Card. Robert Sarah
I Santi, spesso, restano nascosti agli occhi dei loro contemporanei. Chiusi nei monasteri, il mondo come potrà conoscerli? Mi rammarico del fatto che molti vescovi e molti sacerdoti trascurino la loro missione essenziale, che consiste nella propria santificazione e nell’annuncio del Vangelo di Gesù, per impegnarsi invece in questioni sociopolitiche come l’ambiente, le migrazioni o i senzatetto.
È un impegno lodevole occuparsi di questi temi. Ma se trascurano l’evangelizzazione e la propria santificazione si agitano invano. La Chiesa non è una democrazia nella quale alla fine è la maggioranza a prendere le decisioni. La Chiesa è il popolo dei Santi. Nell’Antico Testamento, un piccolo popolo sempre vittima di persecuzioni rinnova continuamente la Santa Alleanza con la santità della propria esistenza quotidiana.

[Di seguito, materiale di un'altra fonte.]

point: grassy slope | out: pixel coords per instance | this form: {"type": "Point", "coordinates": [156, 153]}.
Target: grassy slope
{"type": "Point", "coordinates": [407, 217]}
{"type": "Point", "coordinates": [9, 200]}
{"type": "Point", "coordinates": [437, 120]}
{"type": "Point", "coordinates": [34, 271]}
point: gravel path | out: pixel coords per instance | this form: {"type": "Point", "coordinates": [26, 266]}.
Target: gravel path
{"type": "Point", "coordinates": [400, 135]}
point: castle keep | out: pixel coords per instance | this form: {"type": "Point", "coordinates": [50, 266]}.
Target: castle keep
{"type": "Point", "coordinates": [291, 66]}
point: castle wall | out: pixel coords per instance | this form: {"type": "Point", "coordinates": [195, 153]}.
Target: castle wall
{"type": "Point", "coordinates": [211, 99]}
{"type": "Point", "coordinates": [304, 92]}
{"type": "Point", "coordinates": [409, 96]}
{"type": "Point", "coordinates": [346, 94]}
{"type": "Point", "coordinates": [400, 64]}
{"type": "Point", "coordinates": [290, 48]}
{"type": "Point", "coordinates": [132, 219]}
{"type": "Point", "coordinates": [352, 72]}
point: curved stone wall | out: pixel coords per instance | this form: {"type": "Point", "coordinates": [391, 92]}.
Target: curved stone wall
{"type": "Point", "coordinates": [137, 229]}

Nella Chiesa primitiva i cristiani si chiamavano «santi», perché tutta la loro vita era ricolma della presenza di Cristo e della luce del Suo Vangelo. Erano una minoranza, ma hanno trasformato il mondo. Cristo non ha mai promesso ai Suoi fedeli che sarebbero diventati una maggioranza. Nonostante i più grandi sforzi missionari, la Chiesa non ha mai dominato il mondo. La missione della Chiesa, infatti, è una missione d’amore, e l’amore non domina. L’amore c’è per servire e per morire, perché gli uomini abbiano la vita, e la vita piena. San Giovanni Paolo II affermava con ragione che l’evangelizzazione è solo agli inizi.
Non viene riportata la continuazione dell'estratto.